Meersbrook Park’s fight to retain Hallamshire Division D status took another blow on Midsummer’s Eve at High Hazels with a 9-1 loss.

After a day of very heavy showers the High Hazels turf was a rich green and bowls and feet were audibly having to squish their passage as the home team warmed up.  As the evening progressed, lovely sunlight helped fasten the green, which was in great condition – maintained by the same Greenkeeper as our own – Bill Smith.

In the first wave of singles Terry and Agnes started magically, Agnes in particular bewitching her bowls in an incredibly high-quality match.  Terry also got in front and was never far away from the jack.  Andrew and Jim however got behind early and neither reached top form, while putting in a decent displays; Jim going on to make 13.  Terry fell under a spell and was dragged back and forth in front of the clubhouse for 7 or 8 ends as the game was taken out of his reach.  A couple of the ends looked short to those spectating, and without the jack Terry went down to 11.

Jon was the first of the 2nd wave of players to get on.  After the first end his opponent warned him that “some players are very stickily about the rules and will use all kinds of tricks to win”. The description proved autobiographical and was epitomised by a bizarre end which may offer some important lessons for a new player.

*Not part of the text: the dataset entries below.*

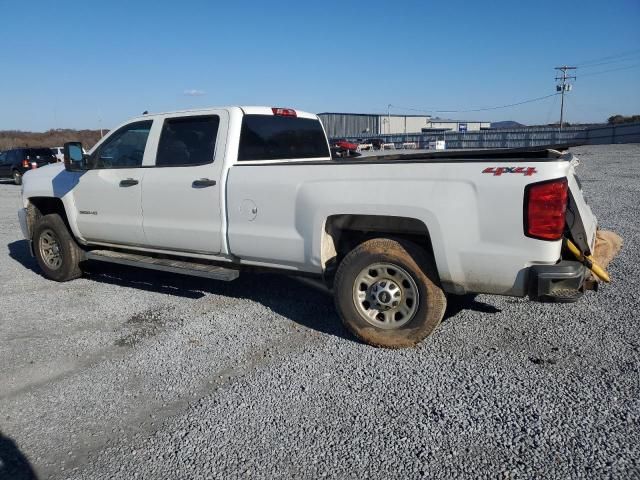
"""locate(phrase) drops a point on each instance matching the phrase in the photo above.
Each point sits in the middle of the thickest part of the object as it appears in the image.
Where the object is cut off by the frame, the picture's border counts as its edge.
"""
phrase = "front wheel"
(56, 251)
(388, 294)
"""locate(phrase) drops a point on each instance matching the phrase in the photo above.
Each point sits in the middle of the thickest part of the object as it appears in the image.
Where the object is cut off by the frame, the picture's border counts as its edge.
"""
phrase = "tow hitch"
(607, 246)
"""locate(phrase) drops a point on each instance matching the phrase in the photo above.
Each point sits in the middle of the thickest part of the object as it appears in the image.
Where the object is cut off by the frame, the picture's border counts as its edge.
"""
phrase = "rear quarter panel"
(475, 219)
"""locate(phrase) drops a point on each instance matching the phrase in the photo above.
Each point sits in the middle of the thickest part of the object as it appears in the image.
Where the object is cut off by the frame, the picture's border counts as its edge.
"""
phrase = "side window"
(124, 149)
(266, 137)
(187, 141)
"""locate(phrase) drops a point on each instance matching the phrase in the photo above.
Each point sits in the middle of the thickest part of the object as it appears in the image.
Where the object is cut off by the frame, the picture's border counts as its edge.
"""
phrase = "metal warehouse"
(371, 124)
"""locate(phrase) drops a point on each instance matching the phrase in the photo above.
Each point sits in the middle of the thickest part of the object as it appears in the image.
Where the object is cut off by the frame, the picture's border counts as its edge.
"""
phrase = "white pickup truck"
(217, 191)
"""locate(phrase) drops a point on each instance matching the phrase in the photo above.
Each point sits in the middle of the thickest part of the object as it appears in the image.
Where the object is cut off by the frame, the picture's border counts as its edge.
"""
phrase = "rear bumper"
(562, 282)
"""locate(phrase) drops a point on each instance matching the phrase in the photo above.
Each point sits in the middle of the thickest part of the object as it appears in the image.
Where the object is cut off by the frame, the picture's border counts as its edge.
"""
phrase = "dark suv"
(15, 162)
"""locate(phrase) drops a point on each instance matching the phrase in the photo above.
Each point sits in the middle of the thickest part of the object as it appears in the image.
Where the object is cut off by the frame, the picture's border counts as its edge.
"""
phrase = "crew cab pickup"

Jon called for the long tapes after his opponent delivered a diminutive jack.  The tapes proved Jon’s query well-founded (not for the last time in the match) and Jon was awarded the jack which he sent off towards a far corner.  Jon then erroneously followed the jack with his first bowl, which his opponent immediately called as a “dead wood”, since, by the rules, it was his opponent that should have delivered the first bowl.  You may think that a player would simply ask Jon to take back his bowl, without declaring it dead, but his opponent was (apparently) well within his rights to insist the wood “dead”. Jon accepted the punishment and questioned what happened to the said, dead wood, which lay less than 3 feet from the jack.  “Its dead, leave it there,” he was told.  Jon offered to collect it, but the offer was declined. 

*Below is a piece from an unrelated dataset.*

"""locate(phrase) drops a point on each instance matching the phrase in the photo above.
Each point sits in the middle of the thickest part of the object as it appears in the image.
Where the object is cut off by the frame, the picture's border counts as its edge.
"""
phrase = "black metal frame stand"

His opponent, having turned down the suggestion that the dead wood be removed, then launched his first bowl, landing about 4 feet from the jack.  Jon sent his only wood, which flicked off his “dead wood” and landed next to the jack.  His opponent objected, saying the dead wood had interfered – which clearly it had, but Jon pointed out that he had asked what to do and had offered to remove the offending wood before any bowl had been sent but his opponent had played with the dead wood on the green.  His opponent said something about it may have to be a dead end.  However, he was still willing to play his 2nd wood to see if he could win the end.  He failed, and Jon’s wood was scoring.  But now the opponent insisted that the end be called “dead”.  It was curious he had chosen to bowl two woods to a “dead end” and the assertion that the end be called dead was only made after he had lost it. 

To finish this bending of the rules to a two and a half bias curl on a turning green, he then announced that he should retain the jack for the next end!

Your humble reporter can offer no certainty on what the rules do actually say for this unfortunate turn of events, but he does suggest that, against such intrigue, one establishes what the correct course of events is unequivocally before play continues.

The end did not decide the match at least, Jon’s opponent being the far superior player on the night, thrashing Jon to 10.

By this time Agnes had completed a fairylike victory which, despite very well played games from Tucker (16), Rodney (12) and Butch (13), was the only point the MP’s brought home.